Any crypto is limited in scope to technically-oriented people. Most people host their data with others.
DNSSEC appeals to me because we already have to trust the domain name system. If your domain is deregistered for any reason, your communication fails whether you have secured your domain or not.
The only third party you need to trust is your TLD (which you have to trust anyway, see above). For people under .com I understand your concerns but there are other TLDs and trust is not delegated between them except for the root, and it is impractical to deregister the TLD when a few individual domains is questionable.
The important thing here is that a mischevious registrar can only sabotage domains registered with them, whereas a trusted CA is normally completely trusted to sign anything in the global root.
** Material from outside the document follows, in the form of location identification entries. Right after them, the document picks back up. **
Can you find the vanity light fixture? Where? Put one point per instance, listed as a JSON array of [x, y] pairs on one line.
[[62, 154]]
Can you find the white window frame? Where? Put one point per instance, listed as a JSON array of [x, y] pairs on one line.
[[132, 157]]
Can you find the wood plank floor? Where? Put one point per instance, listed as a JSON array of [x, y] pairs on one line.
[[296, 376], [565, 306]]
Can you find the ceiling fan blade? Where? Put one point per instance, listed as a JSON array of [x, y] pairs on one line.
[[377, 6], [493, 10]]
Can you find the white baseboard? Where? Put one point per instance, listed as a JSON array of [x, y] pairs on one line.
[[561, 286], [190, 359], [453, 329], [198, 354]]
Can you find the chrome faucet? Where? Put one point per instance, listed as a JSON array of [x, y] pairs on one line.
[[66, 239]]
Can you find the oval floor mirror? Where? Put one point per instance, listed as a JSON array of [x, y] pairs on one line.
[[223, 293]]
That difference alone is worth it, in my opinion.
That also sums up my criticism against Marlinspike's article. He concludes that DNSSEC is not impervious to attacks, which should be trivially true, but ignores the fact that it is lightyears ahead of what be have today.
What is mean that proving identity is hard is only that as far as I know only governments have succeeded doing in on the large scale required here. That most transactions are anonymous may be true but does not help us when we need to do secure transactions. Private CAs has proven to be a failure so far. Our choices are then between a large intergovernmental CA system (in effect delegating trust along the country TLDs) or to put our trust in DNSSEC. I would prefer the latter.